# Search and Discovery Guide
## Introduction
Code Graph provides powerful fulltext search capabilities powered by Neo4j's native search engine. Unlike simple grep or text matching, Code Graph search understands code structure, ranks results by relevance, and works at graph database speed.

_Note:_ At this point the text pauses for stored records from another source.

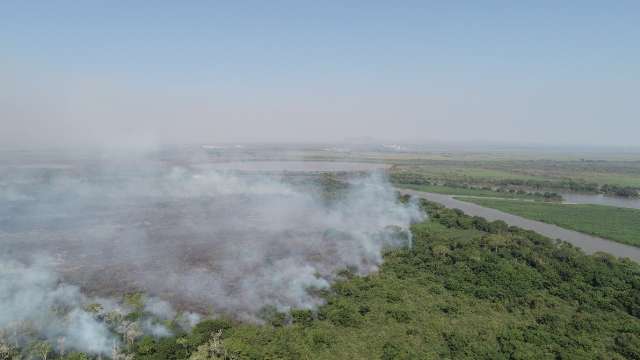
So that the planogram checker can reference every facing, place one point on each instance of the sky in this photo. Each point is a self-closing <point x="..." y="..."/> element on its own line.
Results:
<point x="125" y="72"/>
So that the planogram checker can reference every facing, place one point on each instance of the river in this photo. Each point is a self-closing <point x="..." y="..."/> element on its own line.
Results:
<point x="589" y="244"/>
<point x="599" y="199"/>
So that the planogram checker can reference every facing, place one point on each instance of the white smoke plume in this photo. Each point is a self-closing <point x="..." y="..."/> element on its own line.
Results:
<point x="203" y="239"/>
<point x="32" y="299"/>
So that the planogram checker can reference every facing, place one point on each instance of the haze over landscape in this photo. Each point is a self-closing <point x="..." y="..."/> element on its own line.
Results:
<point x="319" y="180"/>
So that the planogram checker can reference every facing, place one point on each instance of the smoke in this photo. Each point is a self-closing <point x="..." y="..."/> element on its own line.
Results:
<point x="32" y="299"/>
<point x="202" y="239"/>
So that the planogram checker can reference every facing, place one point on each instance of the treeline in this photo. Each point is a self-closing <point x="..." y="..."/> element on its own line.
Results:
<point x="468" y="288"/>
<point x="417" y="179"/>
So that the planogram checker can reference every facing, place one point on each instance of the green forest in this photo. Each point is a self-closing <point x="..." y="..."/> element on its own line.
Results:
<point x="618" y="224"/>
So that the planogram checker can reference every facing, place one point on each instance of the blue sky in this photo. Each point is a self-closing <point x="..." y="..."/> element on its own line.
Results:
<point x="530" y="71"/>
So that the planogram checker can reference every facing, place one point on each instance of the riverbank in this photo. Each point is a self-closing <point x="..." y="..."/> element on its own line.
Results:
<point x="613" y="223"/>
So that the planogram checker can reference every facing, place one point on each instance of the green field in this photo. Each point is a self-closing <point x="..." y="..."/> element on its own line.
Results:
<point x="467" y="290"/>
<point x="618" y="224"/>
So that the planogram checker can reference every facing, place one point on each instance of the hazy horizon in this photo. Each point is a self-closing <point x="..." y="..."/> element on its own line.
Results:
<point x="109" y="74"/>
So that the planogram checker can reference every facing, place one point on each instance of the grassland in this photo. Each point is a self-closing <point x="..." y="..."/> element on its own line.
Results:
<point x="618" y="224"/>
<point x="468" y="289"/>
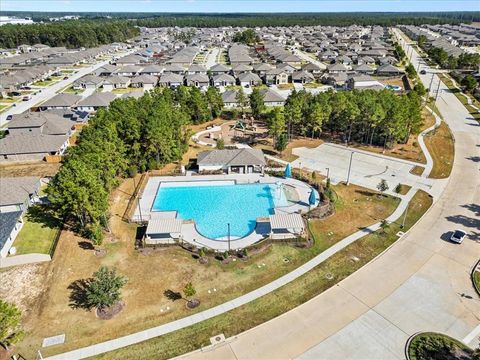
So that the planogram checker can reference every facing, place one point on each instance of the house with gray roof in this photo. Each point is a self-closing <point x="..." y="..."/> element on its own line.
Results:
<point x="35" y="123"/>
<point x="32" y="147"/>
<point x="61" y="101"/>
<point x="171" y="80"/>
<point x="223" y="80"/>
<point x="241" y="161"/>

This guide covers everything from basic searches to advanced ranking techniques.
## Search Architecture
### How Search Works
When you search Code Graph:
1. **Query parsing**: Your search terms are analyzed and prepared
2. **Fulltext index lookup**: Neo4j's native fulltext index is queried
3. **Result scoring**: Files are ranked by relevance score
4. **Re-ranking**: Additional ranking factors are applied
5. **Result formatting**: Files are enriched with metadata and ref:// handles
### Fulltext vs Vector Search
Code Graph uses **fulltext search**, not vector embeddings:
| Feature | Fulltext Search | Vector Search |
|---------|----------------|---------------|
| **Setup** | No LLM/embeddings | Requires embeddings |
| **Speed** | < 100ms | 200-500ms |
| **Accuracy** | Keyword-based | Semantic |
| **Resources** | Minimal | High |
| **Queries** | Keywords | Natural language |
| **Deployment** | All modes | Full mode only |
**When to use fulltext search:**
- You know specific terms (function names, file paths)
- Need instant results
- Working in minimal/standard mode
- Want minimal resource usage
**When to use vector search:**
- Need semantic understanding
- Natural language queries
- Working in full mode
- Have embedding model available
## Using MCP Tools
### Tool: code_graph_related
Find files related to a search query with intelligent ranking.
#### Input Schema
```json
{
"query": "authentication service",
"repo_id": "myapp",
"limit": 30
}
```
#### Parameters
| Parameter | Type | Required | Default | Description |
|-----------|------|----------|---------|-------------|
| `query` | string | Yes | - | Search query text |
| `repo_id` | string | Yes | - | Repository identifier |
| `limit` | integer | No | 30 | Maximum results (1-100) |
#### Example: Basic Search
```json
{
"query": "user authentication",
"repo_id": "myapp",
"limit": 10
}
```
**Response:**
```json
{
"success": true,
"nodes": [
{
"type": "file",
"path": "src/auth/user_auth.py",
"lang": "python",
"size": 4523,
"score": 2.85,
"summary": "Python file user_auth.py in auth/ directory",
"ref": "ref://file/src/auth/user_auth.py#L1-L1000"
},
{
"type": "file",
"path": "src/services/authentication.ts",
"lang": "typescript",
"size": 6102,
"score": 2.41,
"summary": "TypeScript file authentication.ts in services/ directory",
"ref": "ref://file/src/services/authentication.ts#L1-L1000"
}
],
"total_count": 2
}
```
#### Example: Language-Specific Search
```json
{
"query": "database python",
"repo_id": "myapp",
"limit": 20
}
```
This will find Python files related to database functionality.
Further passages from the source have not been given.